6 DECEMBER 2003, Page 7

SPECTATOR Equality is unfair

on Monday the Employment Equality Regulations 2003 came into force, making it an offence, subject to an unlimited fine, for employers to discriminate against their staff on the basis of their religious belief or sexual orientation. On Tuesday the Norwich Union announced that it was cutting 2,300 call-centre jobs in Britain and moving them to India. If the link between the two events isn't immediately obvious, one is a cause, the other an effect of the increasingly high cost of employing people in Britain.

For a discussion of the merits of these regulations, it is no use thumbing through back issues of Hansard. Parliament is no longer considered a proper place to discuss a measure which will have a huge impact on businesses in this country. While snivelling backbench MPs are invited to spend their time debating a motion to congratulate the England rugby team. the Employment Equality Regulations have been introduced quietly as a 'statutory instrument', which does not require a vote in the House of Commons. The government's justification for this is that the regulations merely enforce the European Employment Directive, agreed in 2000.

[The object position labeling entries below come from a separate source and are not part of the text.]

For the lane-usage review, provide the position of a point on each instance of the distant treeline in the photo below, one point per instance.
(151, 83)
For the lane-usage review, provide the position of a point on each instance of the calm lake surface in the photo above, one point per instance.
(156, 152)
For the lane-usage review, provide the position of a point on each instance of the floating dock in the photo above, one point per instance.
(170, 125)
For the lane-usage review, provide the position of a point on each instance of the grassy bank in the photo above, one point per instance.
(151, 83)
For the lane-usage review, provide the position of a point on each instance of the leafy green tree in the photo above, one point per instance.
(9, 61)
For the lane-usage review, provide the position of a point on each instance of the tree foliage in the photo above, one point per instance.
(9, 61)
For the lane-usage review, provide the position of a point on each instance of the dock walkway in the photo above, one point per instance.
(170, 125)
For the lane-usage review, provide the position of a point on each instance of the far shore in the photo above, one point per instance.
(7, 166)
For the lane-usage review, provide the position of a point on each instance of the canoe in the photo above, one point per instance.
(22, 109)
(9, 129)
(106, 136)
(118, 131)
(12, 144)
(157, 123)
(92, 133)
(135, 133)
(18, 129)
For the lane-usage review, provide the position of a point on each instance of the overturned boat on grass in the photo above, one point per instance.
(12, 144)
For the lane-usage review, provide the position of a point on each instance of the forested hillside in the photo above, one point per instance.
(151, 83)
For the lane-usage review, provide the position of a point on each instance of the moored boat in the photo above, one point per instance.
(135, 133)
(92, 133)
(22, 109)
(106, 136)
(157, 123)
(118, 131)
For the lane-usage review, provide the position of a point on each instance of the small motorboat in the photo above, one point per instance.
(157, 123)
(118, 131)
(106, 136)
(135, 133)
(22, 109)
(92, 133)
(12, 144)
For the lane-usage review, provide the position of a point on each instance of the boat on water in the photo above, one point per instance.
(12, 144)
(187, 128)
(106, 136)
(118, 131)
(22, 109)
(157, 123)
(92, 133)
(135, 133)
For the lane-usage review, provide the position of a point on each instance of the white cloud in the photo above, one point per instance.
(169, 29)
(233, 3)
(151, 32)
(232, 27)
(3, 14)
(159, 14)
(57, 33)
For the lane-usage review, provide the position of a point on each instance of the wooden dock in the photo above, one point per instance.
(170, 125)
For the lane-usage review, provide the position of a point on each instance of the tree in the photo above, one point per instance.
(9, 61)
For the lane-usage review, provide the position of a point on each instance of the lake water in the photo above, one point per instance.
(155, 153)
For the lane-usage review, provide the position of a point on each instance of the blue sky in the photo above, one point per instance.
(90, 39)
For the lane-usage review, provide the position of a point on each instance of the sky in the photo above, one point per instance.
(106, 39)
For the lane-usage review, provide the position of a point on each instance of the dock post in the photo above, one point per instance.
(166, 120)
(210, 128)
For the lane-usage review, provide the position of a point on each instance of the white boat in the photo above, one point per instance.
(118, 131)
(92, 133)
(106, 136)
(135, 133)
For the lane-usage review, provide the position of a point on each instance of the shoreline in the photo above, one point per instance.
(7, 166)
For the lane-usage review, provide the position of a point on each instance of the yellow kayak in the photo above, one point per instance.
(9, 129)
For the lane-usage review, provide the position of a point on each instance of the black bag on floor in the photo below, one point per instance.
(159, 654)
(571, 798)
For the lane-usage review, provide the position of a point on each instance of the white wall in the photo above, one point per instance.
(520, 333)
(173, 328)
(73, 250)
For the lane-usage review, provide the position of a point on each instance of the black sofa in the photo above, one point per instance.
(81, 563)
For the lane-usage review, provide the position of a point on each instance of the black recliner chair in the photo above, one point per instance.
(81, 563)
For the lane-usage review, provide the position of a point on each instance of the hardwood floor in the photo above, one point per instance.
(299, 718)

In any case, the deputy minister for women and equality Jacqui Smith appears to say, what could there possibly be to debate when the regulations are so obviously beneficial for everybody? Unfair discrimination, she writes in a press statement, is damaging for business as they [sic] deny access to the widest pool of talent. A diverse workforce brings benefits — such as increased motivation, lower turnover of staff, and access to wider markets.' If there are such obvious economic benefits in having more gays and Muslims on the staff, why the need for legislation? It is a conceit of this government that its Whitehall-bound ministers somehow have access to insights into business unseen by real businessmen.

The only business certain to benefit from the Employment Equality Regulations 2003 is Cherie Blair's chambers, Matrix. Without anyone wishing to go back to the days when turban-wearers were subject to taunts of 'towel-head' and homosexuals were hounded from their desks, these regulations are a trap waiting to snare innocent businesses. The Department of Trade and Industry refers inquiries to Acas, which has compiled two books of guidelines on the matter, weighing in at 43 pages and 71 pages. Employers are warned that the law extends well beyond the eradication of bullying of homosexuals; they will be breaking the law should they apply a 'provision, criterion or prejudice which disadvantages people of a particular sexual orientation and which is not justified in objective terms'. An example is given of a sports club which unthinkingly advertises for a husbandand-wife team to run its facilities and which will in future be threatened with having to pay compensation to gay couples who might have liked the job. As tends to be the way with equality legislation inspired by powerful lobby ing groups, the rules don't work quite the same way in reverse: an organisation advising on and promoting gay rights would be allowed to make it a 'genuine occupational requirement' that its chief executive was gay.

The regulations against religious discrimination are even more of a trap. 'Until the Courts and Tribunals have had an opportunity to consider which religions or beliefs are covered by these regulations, it is not possible to provide definitive guidance,' the guidelines state, although its does add that Rastafarianism, paganism and humanism will certainly be included. So, until public-funded tribunal masters have had their say, we don't know for sure whether the Church of England will have to consider employing a devil-worshipper to the post of PA to the Archbishop of Canterbury.

Employers are warned that they must consider requests for prayer rooms, must not hold social gatherings where there may be alcohol available, and be careful not to offend employees by holding meetings during religious festivals. It turns out there is one of these virtually every day of the year. How many ball-bearing manufacturers know that the Bahai Fast runs from 2 March to 20 March, or that 31 October is the pagan festival of Samhain? Small wonder that companies are having to take expensive legal guidance on the world's religions: ignorance, explain the guidelines, is no excuse.

Having Jains break off for prayer at sunset and Rastafarians manning their desks in their dreadlocks would all be part of life's rich tapestry if it were not for the compulsive element. It seems not to occur to the government that rules and regulations come with a cost, and one which businesses are finding it increasingly difficult to bear. In the public sector, where equality practices have been widely adopted ahead of the legislation, inflation — in this case a measure of how much more taxpayers are having to spend in order to receive the same service — is running at 6.5 per cent as equality managers and diversity officers swell the workforce.

A grim future awaits British business as it is forced to turn itself, as the public sector is already, into one huge job club run principally for the benefit of its staff. Hindus have much to benefit from the new regulations, but they won't he Hindus working in Birmingham. They will be Hindus working in Bombay.